L'ONU enquête de son côté sur les nouvelles accusations "révoltantes" de sévices commis par ces soldats français ainsi que des Casques bleus de l'ONU, son secrétaire général Ban Ki-moon se disant "profondément choqué".Des responsables de l'ONU ont pu interroger 108 victimes présumées d'abus sexuels, en "grande majorité" des mineures, a indiqué son porte-parole, Stephane Dujarric."Nous sommes confrontés au fait que des soldats envoyés pour protéger les habitants ont au contraire plongé au coeur des ténèbres", a-t-il déploré.L'ONU a reçu des informations indiquant que des soldats français de Sangaris auraient forcé en 2014 des jeunes filles à avoir des rapports sexuels avec des animaux en échange d'une petite somme d'argent, a indiqué à l'AFP un de ses responsables à New York.Selon l'ONG AIDS-Free World, trois jeunes filles ont affirmé à un officier des Nations unies qu'elles avaient été déshabillées et attachées par un militaire de Sangaris dans un camp puis forcées d'avoir des relations sexuelles avec un chien.Ces faits "n'ont pas été confirmés", a souligné Stephane Dujarric.Outre la France, la centaine d'allégations concerne les contingents burundais et gabonais de la mission de l'ONU en Centrafrique (Minusca), présents dans la région de Kémo entre 2013 et 2015. Sac a main longchamp pas cher
- Un problème endémique -La France a envoyé sa force d'intervention Sangaris en Centrafrique en décembre 2013 pour stopper les massacres intracommunautaires. Ces soldats ne font pas partie des Casques bleus mais le Conseil de sécurité les a chargés d'aider au rétablissement de la paix.La France, qui a mobilisé jusqu'à 2.500 soldats au plus fort des violences, compte encore 900 hommes en Centrafrique.
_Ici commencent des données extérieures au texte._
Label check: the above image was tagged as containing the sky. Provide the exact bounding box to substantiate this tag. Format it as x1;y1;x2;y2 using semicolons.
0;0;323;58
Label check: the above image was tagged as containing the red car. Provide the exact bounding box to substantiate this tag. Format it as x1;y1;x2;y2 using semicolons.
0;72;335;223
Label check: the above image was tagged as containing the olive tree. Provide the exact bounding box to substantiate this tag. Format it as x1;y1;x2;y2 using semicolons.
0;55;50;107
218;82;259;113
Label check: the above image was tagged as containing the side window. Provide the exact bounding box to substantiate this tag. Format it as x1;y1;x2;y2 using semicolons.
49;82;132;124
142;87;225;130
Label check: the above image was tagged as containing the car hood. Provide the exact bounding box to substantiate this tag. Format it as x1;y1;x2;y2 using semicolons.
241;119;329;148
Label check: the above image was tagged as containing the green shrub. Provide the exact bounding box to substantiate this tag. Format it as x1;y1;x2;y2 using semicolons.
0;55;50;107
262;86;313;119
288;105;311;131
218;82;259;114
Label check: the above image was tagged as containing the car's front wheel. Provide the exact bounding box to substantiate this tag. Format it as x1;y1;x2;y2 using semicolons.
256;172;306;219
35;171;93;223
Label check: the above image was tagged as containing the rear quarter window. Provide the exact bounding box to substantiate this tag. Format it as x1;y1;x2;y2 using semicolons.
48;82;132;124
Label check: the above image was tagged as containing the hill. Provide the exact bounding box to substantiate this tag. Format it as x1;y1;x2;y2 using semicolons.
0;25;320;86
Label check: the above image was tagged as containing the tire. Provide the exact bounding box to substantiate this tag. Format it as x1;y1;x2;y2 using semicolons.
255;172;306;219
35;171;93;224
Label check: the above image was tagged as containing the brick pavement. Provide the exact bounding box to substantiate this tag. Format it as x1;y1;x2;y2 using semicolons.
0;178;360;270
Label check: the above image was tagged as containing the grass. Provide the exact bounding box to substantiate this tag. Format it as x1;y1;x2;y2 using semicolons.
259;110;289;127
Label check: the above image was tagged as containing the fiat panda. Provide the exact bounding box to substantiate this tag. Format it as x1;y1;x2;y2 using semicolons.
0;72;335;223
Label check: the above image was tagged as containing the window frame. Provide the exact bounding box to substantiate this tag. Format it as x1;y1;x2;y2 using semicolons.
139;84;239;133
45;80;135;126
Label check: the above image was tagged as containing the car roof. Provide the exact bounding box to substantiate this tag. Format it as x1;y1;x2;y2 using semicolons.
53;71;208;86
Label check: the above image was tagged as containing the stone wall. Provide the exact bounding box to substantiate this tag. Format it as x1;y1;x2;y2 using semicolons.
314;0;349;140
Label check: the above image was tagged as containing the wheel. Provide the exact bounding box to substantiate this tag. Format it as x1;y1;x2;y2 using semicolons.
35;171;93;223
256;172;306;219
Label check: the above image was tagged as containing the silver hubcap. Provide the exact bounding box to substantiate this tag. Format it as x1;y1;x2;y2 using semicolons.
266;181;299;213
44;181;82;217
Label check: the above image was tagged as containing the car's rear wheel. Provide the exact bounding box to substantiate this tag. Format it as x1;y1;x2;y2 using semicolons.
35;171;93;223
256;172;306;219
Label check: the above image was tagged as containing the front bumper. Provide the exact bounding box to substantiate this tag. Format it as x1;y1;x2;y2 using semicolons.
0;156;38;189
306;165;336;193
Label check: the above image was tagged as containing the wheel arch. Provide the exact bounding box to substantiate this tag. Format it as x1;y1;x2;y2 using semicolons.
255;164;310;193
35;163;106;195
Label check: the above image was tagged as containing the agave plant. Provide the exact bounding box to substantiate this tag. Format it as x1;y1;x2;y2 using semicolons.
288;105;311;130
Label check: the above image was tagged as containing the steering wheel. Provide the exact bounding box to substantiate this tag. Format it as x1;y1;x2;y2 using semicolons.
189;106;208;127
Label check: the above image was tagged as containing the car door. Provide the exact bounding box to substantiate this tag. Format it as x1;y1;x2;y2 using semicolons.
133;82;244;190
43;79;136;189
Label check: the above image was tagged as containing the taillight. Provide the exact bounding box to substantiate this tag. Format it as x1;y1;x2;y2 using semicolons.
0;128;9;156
La Minusca compte quelque 12.600 militaires et policiers.Le Haut-commissaire aux droits de l'homme de l'ONU, Zeid Ra'ad Al Hussein, a déclaré prendre les dernières accusations, "dont certaines sont particulièrement odieuses, extrêmement au sérieux". sac longchamp solde 2016 "Aucun effort ne doit être ménagé" dans l'enquête des Nations unies, a-t-il dit.Concernant les abus attribués aux soldats français, "il est clair que si les faits étaient établis, des sanctions disciplinaires exemplaires seraient prononcées, en complément de la réponse pénale", a assuré l'ambassadeur François Delattre.Mais derrière ces déclarations fortes apparaît une organisation des Nations unies qui peine à agir face au problème endémique des abus perpétrés par ses Casques bleus. Un phénomène particulièrement aigu en Centrafrique.Pis, le nombre d'abus sexuels qui auraient été commis par des Casques bleus a connu "une nette augmentation" en 2015 par rapport à l'année précédente, avec 69 cas, selon l'ONU. Devant l'avalanche de cas, Ban Ki-moon avait renvoyé le chef de la Minusca en août mais de nouvelles accusations sont apparues depuis.Il y a deux ans, en pleine guerre, une élection présidentielle s'était déjà tenue. sac longchamp bandouliere pas cher
Elle avait été qualifiée de "farce" par tous les observateurs. "En effet, comment tenir une élection crédible dans un pays laminé ? Et puis, il y a des négociations en cours sur la tenue d'une élection présidentielle en Syrie d'ici un an et demi. Ces négociations se passent en Suisse, mais ni l'opposition syrienne, ni les États-Unis, ni l'Europe n'acceptent pour l'instant que Bachar al-Assad y soit associé", conclut le journaliste.La question du jourSon intervieweur lui avait demandé s'il fallait punir l'avortement, le candidat des républicains a ainsi répondu : "Il doit y avoir une forme de punition pour les femmes". Dans un pays où cette question divise, punir les femmes qui avortent est un pas qui n'avait jamais été franchi. Et même chez les électeurs de droite l'idée ne passe pas. "J'aimerai bien lui mettre un bout de scotch sur la bouche parfois", se désole une sympathisante.